Café com TI – A visão de um Headhunter

Uma das perguntas mais difíceis de responder que me deparo junto aos alunos sempre diz respeito ao como conseguir o primeiro emprego. Desta vez fui atrás de um “Headhunter” na esperança de ser mais assertivo. Caio Abreu, um especialista no mundo de Recursos Humanos vai nos ajudar.

Aproveitem as dicas !

Anderson -> O primeiro emprego é sempre um desafio. Para quem ainda não atua em informática e quer entrar no mercado pior ainda. Qual o melhor caminho para quem encontra-se nesta situação?

Caio Abreu -> Normalmente a melhor forma de se encontrar uma colocação em uma área específica é já ter algum tipo de experiência nela, experiência que pode ser conseguida em um estágio, por exemplo. Além disso, para identificar oportunidades no mercado é importante ter uma rede de contatos bem estruturada na área que lhe interessa, conhecendo profissionais da área de informática e fazendo parte de grupos de estudo, webgroups e frequentando congressos e cursos que tenham pessoas atuantes na área.

Anderson -> Existe algum “modelo” ou “checklist” que os candidatos à uma vaga ao primeiro emprego  devem seguir? Tem alguma receita pronta?

Caio Abreu -> Não há receita pronta. A diferença entre os perfis exigidos variam muito de empresa para empresa, de setor para setor. No entanto, na maioria das vezes, é possível identificar sem muita dificuldade quais as exigências de uma posição. Dessa forma, os candidatos podem entender o que será pedido deles e se preparar para tal.
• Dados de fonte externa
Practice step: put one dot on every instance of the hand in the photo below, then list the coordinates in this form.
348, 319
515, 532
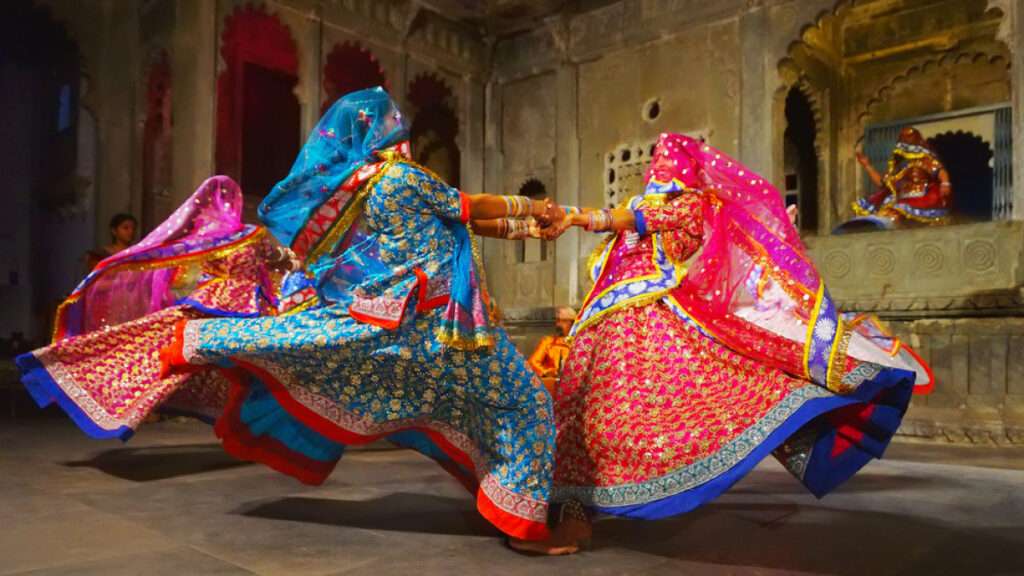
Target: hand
552, 232
547, 212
O bom senso é a melhor arma dos candidatos.

Anderson -> Muitos alunos se queixam que quando falamos de vagas para estágio as empresas buscam experiência profissional em alguns pontos específicos que somente são conseguidos com aqueles que já atuam em informática. Como se sair numa entrevista se o cenário assemelha-se a esta situação como esta?

Caio Abreu -> A grande exigência de conhecimento para perfis juniores e de estágio é um reflexo do mercado de trabalho onde, cada vez mais, uma pessoa deve arcar com diversas funções e, por consequência, deter mais conhecimento. No entanto, se a pessoa está sendo convidada a fazer uma entrevista, é porque o avaliador identificou no perfil dela todos os elementos básicos necessários para a sua participação no processo. Se, mesmo assim, durante a entrevista surgirem perguntas relacionadas a um conhecimento específico, não se deve inventar ou mentir para tentar conseguir uma “melhor resposta”; pois eventualmente esse conhecimento será testado.

O que pode ser feito é discursar brevemente sobre o que o se conhece sobre o tema para que possa ser identificado que o assunto não é alienígena para o entrevistado.  Preparar-se para isso é sempre uma boa ideia, levando em conta que já se saiba que tal assunto é importante para a posição visada.

Anderson -> A lei de estágio trouxe alguns benefícios interessantes aos candidatos porém, tem diminuído a oferta de vagas. Isto é um fato ou boato na mídia? Que relação tem isto associado com a atual situação econômica do país?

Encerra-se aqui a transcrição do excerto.